Fort Worth’s Don Young, who fought gas drilling in Fort Worth from the first day the landmen arrived, remembered former Fort Worth Mayor Mike Moncrief — a huge booster of the industry — saying that the gas money would float everyone’s boat in town.
“And yet homelessness is up,” Young said. “We’ve lost thousands of acres of green space in the city, there’s been a dire effect on wildlife, we’ve had earthquakes, and we still have toxic gas escaping from all those wells. The gas drilling has really been a tragedy, to be honest.”
Neither Devon Energy, the biggest driller in the Barnett Shale, nor Ed Ireland, director of the industry-sponsored Barnett Shale Energy Education Council, would answer the question of whether the rapid decline in gas production was anticipated even while landmen were making their 30/50 promises.
Devon Energy did publish its 2015 Operations Report.

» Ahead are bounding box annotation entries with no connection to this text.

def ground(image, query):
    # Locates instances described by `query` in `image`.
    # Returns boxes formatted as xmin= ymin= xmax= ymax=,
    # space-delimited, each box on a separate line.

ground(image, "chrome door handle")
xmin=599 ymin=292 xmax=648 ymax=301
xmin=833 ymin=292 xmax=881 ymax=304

In the section on the Barnett Shale, it was noted that the company had tested re-fracking 25 wells in 2015 with good result and that the company was poised to “restart [large-scale re-fracking] when conditions incentivize higher activity.”
Young was not surprised by Devon’s assessment. “I think the gas companies are all just going to hunker down and try to wait things out until the price of gas goes back up,” he said. “That would bring back more fracking and re-fracking than we had before. The whole thing is really ugly. They lied about the life of the wells, they lied about the impact they would have on Fort Worth, they lied about the mailbox money.”
Irvy agrees: “All I know,” she said, “is that the gas money is gone and the gas is gone, too.”